After being denied parole three times, Belal Saadallah Khazaal has walked free from a NSW prison on Sunday after serving 12 years for terrorism offences.

Belal Saadallah Khazaal stands outside court in Sydney in 2008.

Belal Saadallah Khazaal stands outside court in Sydney in 2008. Source: AAP

A former Qantas cabin cleaner jailed for producing a do-it-yourself terrorism manual has walked free on Sunday after 12 years behind bars.

Belal Saadallah Khazaal, then 39, was found guilty in 2008 in the NSW Supreme Court of making a document connected with assistance in a terrorist act.

The 110-page book, compiled in September 2003 and titled Provisions Of The Rules of Jihad, was described as a "practical guide to achieving martyrdom" and published online in Arabic.

The book included advice on techniques of assassination and listed targets for assassination, such as holders of public office in a number of countries including Australia.
Mr Khazaal, the former editor of the Call to Islam magazine, was jailed for 12 years, a term which expired on Sunday. He has been denied parole three times.

Details on the timing and whereabouts of his release were not confirmed, though video footage showed Mr Khazaal leaving Sydney's Silverwater Correctional Complex on Sunday under heavy surveillance.

Australian Federal Police last week applied to the Federal Court for an interim control order on Mr Khazaal, which imposes obligations, prohibitions and restrictions on a released person to protect the public from a terrorist act.

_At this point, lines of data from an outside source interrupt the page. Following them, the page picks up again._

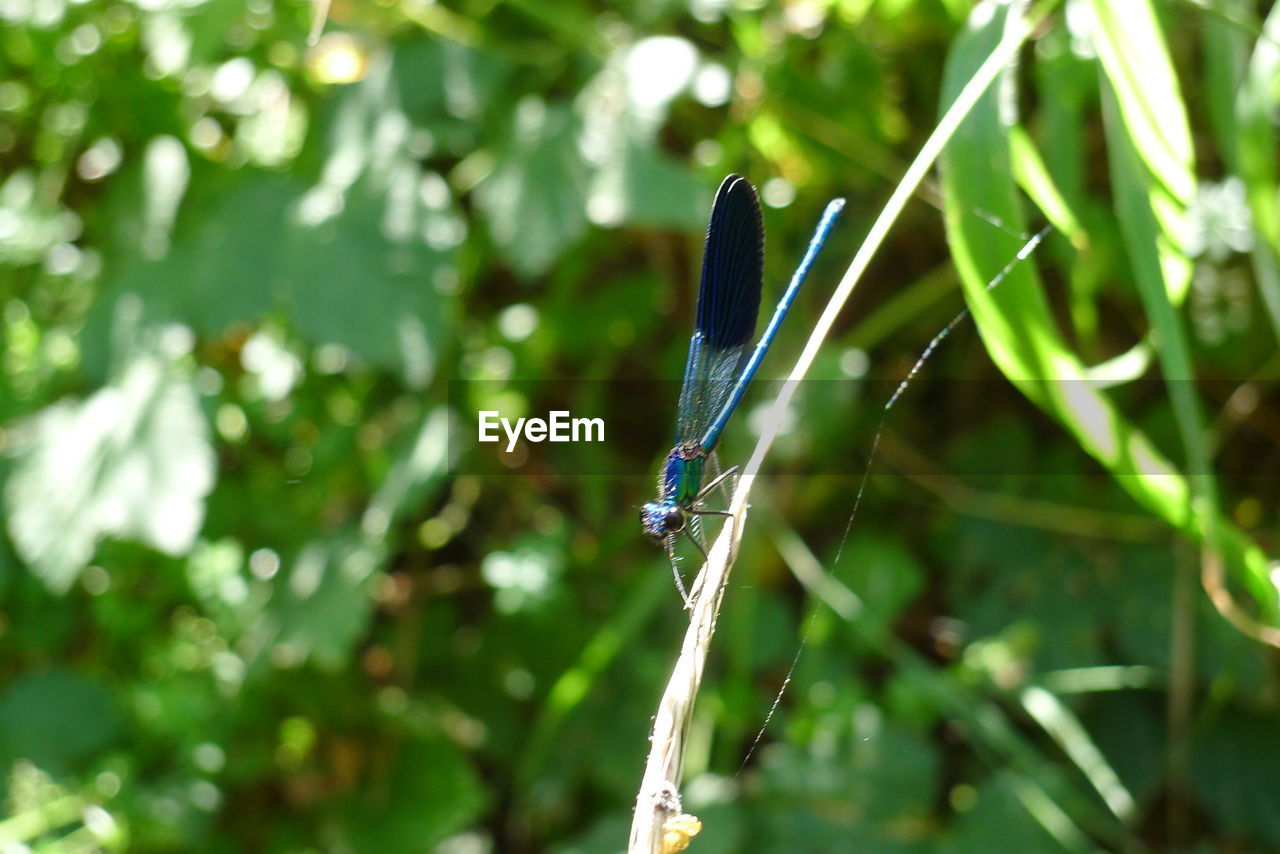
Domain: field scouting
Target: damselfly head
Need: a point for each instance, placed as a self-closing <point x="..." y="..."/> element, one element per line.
<point x="659" y="520"/>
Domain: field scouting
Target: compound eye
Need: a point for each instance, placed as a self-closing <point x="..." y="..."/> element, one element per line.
<point x="673" y="520"/>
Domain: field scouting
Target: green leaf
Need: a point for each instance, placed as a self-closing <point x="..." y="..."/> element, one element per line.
<point x="131" y="461"/>
<point x="1019" y="330"/>
<point x="324" y="604"/>
<point x="1256" y="145"/>
<point x="1136" y="59"/>
<point x="54" y="720"/>
<point x="430" y="794"/>
<point x="353" y="266"/>
<point x="535" y="199"/>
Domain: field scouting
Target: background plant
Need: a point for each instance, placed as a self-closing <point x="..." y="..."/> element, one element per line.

Justice Michael Wigney on Wednesday issued the order but its conditions and his reasons have not been publicly released. An interim order is the first step in the making of a final order which will be argued and decided at a later date.
In 2011, Mr Khazaal was released on bail after the NSW Court of Criminal Appeal allowed a challenge to his conviction and ordered a retrial.

But he was returned to custody in 2012 when the High Court reinstated his original conviction.

Mr Khazaal, a Lebanese-Australian dual national who lived in the western Sydney suburb of Lakemba until his imprisonment, has never denied compiling Provisions Of The Rules of Jihad from online material but said it was never intended to incite terrorist acts.